Si dedicò allo studio scientifico dell'economia, seguendo le teorie di Pareto, e si staccò dalla vita politica militante, ponendo fine alla collaborazione con giornali socialisti e sindacalisti (1914).
Insegnò materie economiche e giuridiche prima all'Istituto Tecnico di Ascoli Piceno e poi in quello di Rovigo (1907-1919). Fu, inoltre, redattore dell'Ufficio istituzioni economiche e sociali dell'Institut International d'Agriculture di Roma. Ottenne la libera docenza in economia politica all'Università di Padova (1913) e dal 1924 alla morte mantenne la nomina di professore ordinario di politica commerciale. Nel mentre, coltivò attivamente l'attività delle recensioni scrivendo per la "Rivista di Politica Economica" e la "Rivista Bancaria".

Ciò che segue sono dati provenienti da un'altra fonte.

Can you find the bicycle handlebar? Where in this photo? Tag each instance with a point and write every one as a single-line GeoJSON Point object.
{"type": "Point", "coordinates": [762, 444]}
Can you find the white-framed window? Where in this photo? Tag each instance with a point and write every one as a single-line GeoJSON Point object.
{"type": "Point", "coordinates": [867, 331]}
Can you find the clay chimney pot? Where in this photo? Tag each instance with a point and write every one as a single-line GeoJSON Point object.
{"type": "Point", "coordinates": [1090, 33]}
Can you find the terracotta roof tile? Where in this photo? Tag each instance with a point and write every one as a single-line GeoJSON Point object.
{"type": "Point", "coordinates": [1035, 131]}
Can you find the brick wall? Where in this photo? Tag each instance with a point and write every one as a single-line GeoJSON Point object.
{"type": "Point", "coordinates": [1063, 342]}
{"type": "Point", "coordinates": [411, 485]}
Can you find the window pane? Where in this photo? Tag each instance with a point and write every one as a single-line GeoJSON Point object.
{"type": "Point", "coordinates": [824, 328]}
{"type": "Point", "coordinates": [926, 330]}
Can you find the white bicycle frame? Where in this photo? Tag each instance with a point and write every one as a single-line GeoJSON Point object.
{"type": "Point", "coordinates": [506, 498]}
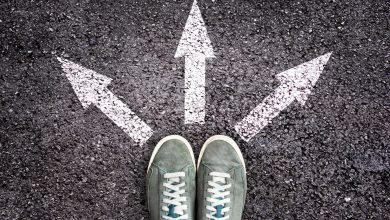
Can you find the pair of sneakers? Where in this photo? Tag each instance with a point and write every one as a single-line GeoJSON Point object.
{"type": "Point", "coordinates": [216, 185]}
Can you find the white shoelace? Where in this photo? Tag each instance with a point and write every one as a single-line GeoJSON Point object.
{"type": "Point", "coordinates": [218, 192]}
{"type": "Point", "coordinates": [173, 196]}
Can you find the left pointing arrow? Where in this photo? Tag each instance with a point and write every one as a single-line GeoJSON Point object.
{"type": "Point", "coordinates": [91, 88]}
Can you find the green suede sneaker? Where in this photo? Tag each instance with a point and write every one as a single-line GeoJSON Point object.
{"type": "Point", "coordinates": [170, 180]}
{"type": "Point", "coordinates": [221, 180]}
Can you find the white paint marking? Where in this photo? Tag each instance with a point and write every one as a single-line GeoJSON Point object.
{"type": "Point", "coordinates": [91, 88]}
{"type": "Point", "coordinates": [296, 84]}
{"type": "Point", "coordinates": [195, 46]}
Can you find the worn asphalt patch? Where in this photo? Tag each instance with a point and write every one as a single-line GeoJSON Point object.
{"type": "Point", "coordinates": [328, 159]}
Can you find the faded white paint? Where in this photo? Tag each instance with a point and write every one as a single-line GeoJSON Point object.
{"type": "Point", "coordinates": [91, 88]}
{"type": "Point", "coordinates": [296, 84]}
{"type": "Point", "coordinates": [195, 46]}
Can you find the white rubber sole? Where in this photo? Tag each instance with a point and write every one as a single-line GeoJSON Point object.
{"type": "Point", "coordinates": [167, 138]}
{"type": "Point", "coordinates": [221, 138]}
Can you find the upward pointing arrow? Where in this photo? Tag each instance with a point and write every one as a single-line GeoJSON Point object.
{"type": "Point", "coordinates": [91, 88]}
{"type": "Point", "coordinates": [296, 84]}
{"type": "Point", "coordinates": [195, 46]}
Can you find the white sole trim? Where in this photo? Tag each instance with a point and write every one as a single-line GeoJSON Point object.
{"type": "Point", "coordinates": [167, 138]}
{"type": "Point", "coordinates": [221, 138]}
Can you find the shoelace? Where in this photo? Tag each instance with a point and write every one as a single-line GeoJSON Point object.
{"type": "Point", "coordinates": [173, 197]}
{"type": "Point", "coordinates": [218, 191]}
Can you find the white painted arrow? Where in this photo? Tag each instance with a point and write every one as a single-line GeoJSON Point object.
{"type": "Point", "coordinates": [195, 46]}
{"type": "Point", "coordinates": [91, 88]}
{"type": "Point", "coordinates": [296, 84]}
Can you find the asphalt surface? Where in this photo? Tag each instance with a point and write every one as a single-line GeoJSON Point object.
{"type": "Point", "coordinates": [329, 159]}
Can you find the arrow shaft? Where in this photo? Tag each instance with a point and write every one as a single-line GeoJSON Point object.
{"type": "Point", "coordinates": [123, 117]}
{"type": "Point", "coordinates": [263, 114]}
{"type": "Point", "coordinates": [195, 95]}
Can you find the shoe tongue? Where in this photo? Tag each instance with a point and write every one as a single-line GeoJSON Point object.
{"type": "Point", "coordinates": [171, 212]}
{"type": "Point", "coordinates": [219, 210]}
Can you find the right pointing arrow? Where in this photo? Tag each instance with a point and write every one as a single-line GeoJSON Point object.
{"type": "Point", "coordinates": [296, 84]}
{"type": "Point", "coordinates": [195, 46]}
{"type": "Point", "coordinates": [91, 88]}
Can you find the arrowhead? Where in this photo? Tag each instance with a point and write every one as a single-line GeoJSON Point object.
{"type": "Point", "coordinates": [302, 78]}
{"type": "Point", "coordinates": [87, 84]}
{"type": "Point", "coordinates": [195, 39]}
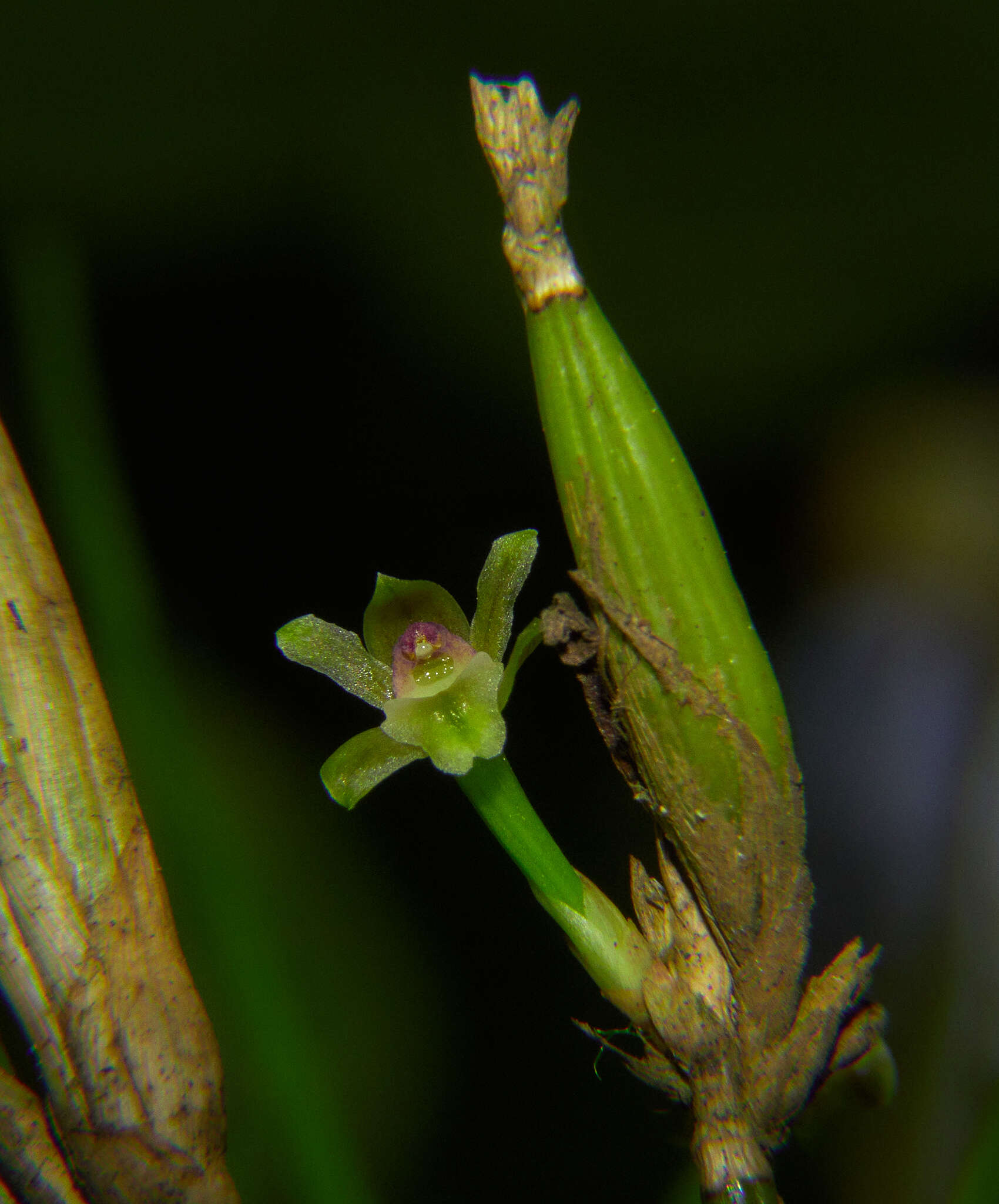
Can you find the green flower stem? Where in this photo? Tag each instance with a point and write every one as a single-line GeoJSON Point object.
{"type": "Point", "coordinates": [497, 796]}
{"type": "Point", "coordinates": [612, 950]}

Dal 1943 al 1945 coprì il ruolo di rettore della Ca' Foscari. Nel 1947 diede vita, nell'ambito del laboratorio di Politica Economica da lui diretto, il "Servizio di Studi Economici" ed iniziò la pubblicazione del "Bollettino dl Servizio di Studi Economici".
Tra i suoi scritti: La teoria malthusiana della popolazione (1906); Lezioni di scienza economica razionale e sperimentale (1921); Il commercio estero sotto l'aspetto statistico (1924); Traité d'economie rationelle (1925); Corso di politica economica (1927); Teorema generale dell'equilibrioeconomico, politico-economico e corporativo. Gneralità (1937).